Recent studies are telling us that one in three seniors, age 65 and older, fall each year. 70 percent of the trauma calls in the region where I live are for elderly people who have sustained a broken hip or head injury. And that doesn’t even include the numbers of people who have fallen and, while not injured, can’t get up without help; our local district saw a 26 percent increase in those calls during the first quarter of 2015.
My 96-year old aunt fell perhaps ten times in her old age—most of that in the last six years—and each time the aftermath was a veritable nightmare. The reason? besides the obvious results of 1) having physically harmed herself and 2) having entered the engulfing quagmire of expense and management of those time-consuming emergency hospital bills, is that, not only does the elderly parent have to cope with the injury but now, with even less personal resourcefulness, they have to cope with the greatly exacerbated decline in overall health because of the injury. We have learned, and in our current involvement with my 99-year-old mother we have been blessedly moving away from that.
The Centers for Disease Control and Prevention considers seniors falling a public-health problem that is “largely preventable,” it says in its Stopping Elderly Accidents, Deaths and Injuries program. An injury from a senior’s fall can have long-term effects, such as disability, dependence on others and reduced quality of life, the CDC said. Loss of muscle tone and balance; vision problems; medication interactions; bad lighting; and hazards in the home top the list of causes of this problem.

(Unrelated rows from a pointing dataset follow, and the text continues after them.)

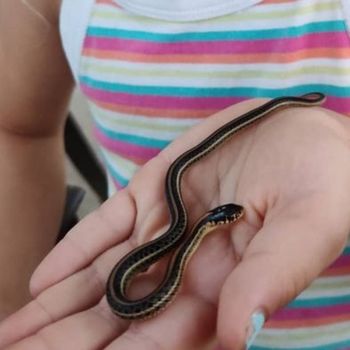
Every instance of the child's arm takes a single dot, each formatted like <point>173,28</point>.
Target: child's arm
<point>35,87</point>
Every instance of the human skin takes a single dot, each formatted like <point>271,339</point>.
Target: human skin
<point>290,172</point>
<point>35,88</point>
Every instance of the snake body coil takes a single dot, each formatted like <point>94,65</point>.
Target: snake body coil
<point>147,254</point>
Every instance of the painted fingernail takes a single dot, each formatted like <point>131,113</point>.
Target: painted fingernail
<point>257,320</point>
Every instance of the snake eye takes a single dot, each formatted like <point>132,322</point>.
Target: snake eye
<point>226,213</point>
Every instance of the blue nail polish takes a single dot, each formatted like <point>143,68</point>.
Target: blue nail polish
<point>257,321</point>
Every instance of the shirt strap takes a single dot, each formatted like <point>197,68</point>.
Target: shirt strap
<point>74,19</point>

Elderly persons who have suffered from a fall cease to exercise. This means congestion may set in throughout the body, especially in the colon, due to poor circulation. Digestion suffers. Lungs and heart suffer. Muscle-tone deteriorates severely and rapidly, making the person prone to more falls. Thus, the health challenges are compounded. Amy Allen, executive director of the Southwest Regional Emergency and Trauma Advisory Council, observed that “Seniors worry so much about falling, they restrict themselves from moving, which makes it worse and stops them from doing daily things, like going for the mail.” [Source]
Lack of muscle tone through the use of muscle-relaxing drugs (in response to other problems in the elderly such as constipation and heart problems, can in itself result in a collapsing fall to the ground that may cause a spinal compression fracture.

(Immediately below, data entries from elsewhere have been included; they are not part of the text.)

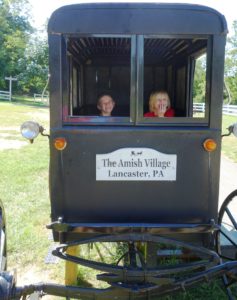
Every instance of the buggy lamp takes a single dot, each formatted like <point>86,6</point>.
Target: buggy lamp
<point>209,145</point>
<point>30,130</point>
<point>60,143</point>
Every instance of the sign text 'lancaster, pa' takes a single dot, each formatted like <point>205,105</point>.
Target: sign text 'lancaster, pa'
<point>136,164</point>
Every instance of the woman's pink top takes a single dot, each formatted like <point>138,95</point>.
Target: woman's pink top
<point>168,113</point>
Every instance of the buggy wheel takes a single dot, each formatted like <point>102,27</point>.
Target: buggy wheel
<point>3,248</point>
<point>226,238</point>
<point>227,235</point>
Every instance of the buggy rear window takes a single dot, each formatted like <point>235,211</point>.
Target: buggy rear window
<point>111,79</point>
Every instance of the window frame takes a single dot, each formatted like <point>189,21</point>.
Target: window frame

All of this translates to double the work for the caretaker—adding to the already overwhelming load of total care of another adult human being. The “adult” part matters, because the person’s “will” is interposed in everything, unlike what a caretaker of a baby experiences. This accelerates the caretaker’s burnout. The conclusion? Minimize the likelihood of falls happening in the first place. Guard this preventative territory like a patrolling alley dog.

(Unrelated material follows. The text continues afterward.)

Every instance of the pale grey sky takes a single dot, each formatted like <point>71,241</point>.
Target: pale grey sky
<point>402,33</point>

Fall-proof everything, including the elderly person’s environment and routines. No throw rugs [not even the rubber-backed mats], anywhere. Cork on the bathroom floor, if you have to. Two grip bars in the bathtub—or, much better, a walk-in shower. A portable plastic seat set there, in the tub [if you don’t have a walk-in shower] to pull forward, nearer the faucet when in use. A long loose hose on the tub faucet. (No water coming from above, which can disorient the elderly and cause them to lose their balance.) How to bathe them? Either you or they, scrub up the top of the body, while they sit, rinse. Scrub the lower half, while they sit, rinse. To do the crotch area, have your parent rise only a few inches, so that if they fall their body weight goes right back onto the plastic seat. Never allow them to stand fully upright where the weight changes forward, while showering/bathing.
Wash hair, as a separate task, in the kitchen, later. Lean their body up against the kitchen sink. Install a tall faucet there, if you don’t have one. This fully leaning position, anchoring their weight against the lower cupboard, holds them clear up to their waist. Do all of this even while they are “strong” and in relatively good vigor, though older. They will resist, but you insist.
When walking them outdoors, assist them over all curbs, even if they are fully capable of managing them themselves; don’t leave it to chance. Our 3D eyesight grows foggier and foggier as we age.
Furthermore, exercise them daily with whatever part of their body still moves. When health is far gone, exercise their appendages while their back (thus backbone) is fully supported, lying flat on the bed. But before that hour, walk them all you can, before the disabilities multiply.
If you’ll guard their fall potential, this will translate to an easier job for you.